Defining data visualization
Our brains are specially adapted to gather and analyze visual information. Images are easier to understand and recall. We tend to analyze and detect patterns in what we see even when we are not paying attention. The relation between visual perception and cognition can be used to our advantage if we can provide information that we want to communicate in a visual form.
Data visualization is the discipline that studies how to use visual perception to communicate and analyze data. Being a relatively young discipline, there are several working definitions of data visualization. One of the most accepted definitions states:
"Data visualization is the representation and presentation of data that exploits our visual perception in order to amplify cognition."
The preceding quote is taken from Data Visualization: A successful design process, Andy Kirk, Packt Publishing.
There are several variants for this definition, but the essence remains the same—data visualization is a visual representation of data that aims to help us better understand the data and its relevant context. The capacity for visual processing of our brains can also play against us. Data visualization made without proper care can misrepresent the underlying data and fail to communicate the truth, or worse, succeed in communicating lies.

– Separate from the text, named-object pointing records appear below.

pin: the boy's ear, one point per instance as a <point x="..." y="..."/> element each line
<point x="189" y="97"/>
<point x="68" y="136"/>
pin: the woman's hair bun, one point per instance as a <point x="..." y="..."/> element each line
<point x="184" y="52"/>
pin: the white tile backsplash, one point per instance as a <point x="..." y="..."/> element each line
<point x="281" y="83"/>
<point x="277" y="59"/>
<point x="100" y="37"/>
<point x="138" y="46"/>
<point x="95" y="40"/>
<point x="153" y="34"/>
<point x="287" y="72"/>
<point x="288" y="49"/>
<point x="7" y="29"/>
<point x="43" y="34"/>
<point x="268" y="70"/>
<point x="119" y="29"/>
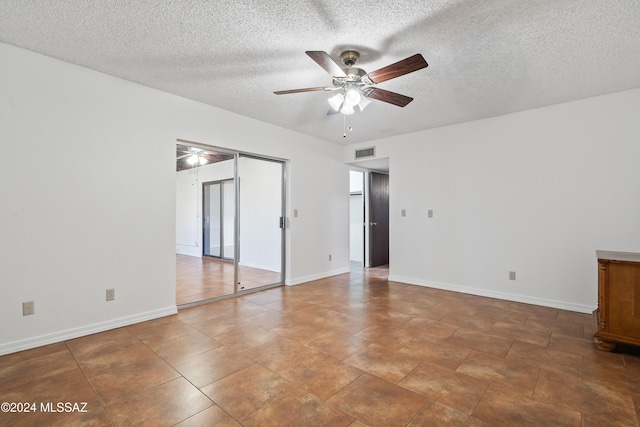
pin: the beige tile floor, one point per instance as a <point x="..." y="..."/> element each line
<point x="350" y="350"/>
<point x="202" y="278"/>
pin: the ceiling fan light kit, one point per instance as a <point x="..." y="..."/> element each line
<point x="353" y="87"/>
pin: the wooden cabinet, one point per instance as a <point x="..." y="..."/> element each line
<point x="617" y="318"/>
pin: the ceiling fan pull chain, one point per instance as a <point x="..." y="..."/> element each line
<point x="344" y="126"/>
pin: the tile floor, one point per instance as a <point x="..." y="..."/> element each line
<point x="351" y="350"/>
<point x="201" y="278"/>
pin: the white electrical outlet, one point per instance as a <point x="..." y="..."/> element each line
<point x="28" y="308"/>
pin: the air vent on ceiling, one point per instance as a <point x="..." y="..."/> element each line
<point x="366" y="152"/>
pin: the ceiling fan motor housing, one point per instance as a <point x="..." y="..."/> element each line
<point x="349" y="57"/>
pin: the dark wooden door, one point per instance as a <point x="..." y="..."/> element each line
<point x="378" y="219"/>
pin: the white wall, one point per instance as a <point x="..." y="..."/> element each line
<point x="535" y="192"/>
<point x="189" y="203"/>
<point x="94" y="208"/>
<point x="356" y="217"/>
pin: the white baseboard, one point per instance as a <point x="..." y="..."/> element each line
<point x="316" y="277"/>
<point x="580" y="308"/>
<point x="68" y="334"/>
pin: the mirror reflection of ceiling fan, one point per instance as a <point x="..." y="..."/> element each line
<point x="189" y="157"/>
<point x="192" y="155"/>
<point x="353" y="87"/>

The kind of works that fall under this definition are also diverse; infographics, exploratory tools, and dashboards are data visualization subsets. In the next section, we will describe them and give some notable examples of each one.
Some kinds of data visualizations
There are countless ways to say things, and there are even more ways to communicate using visual means. We can create visualizations for the screen or for printed media, display the data in traditional charts, or try something new. The choice of colors alone can be overwhelming. When creating a project, a great number of decisions have to be made, and the emphasis given by the author to the different aspects of the visualization will have a great impact on the visual output.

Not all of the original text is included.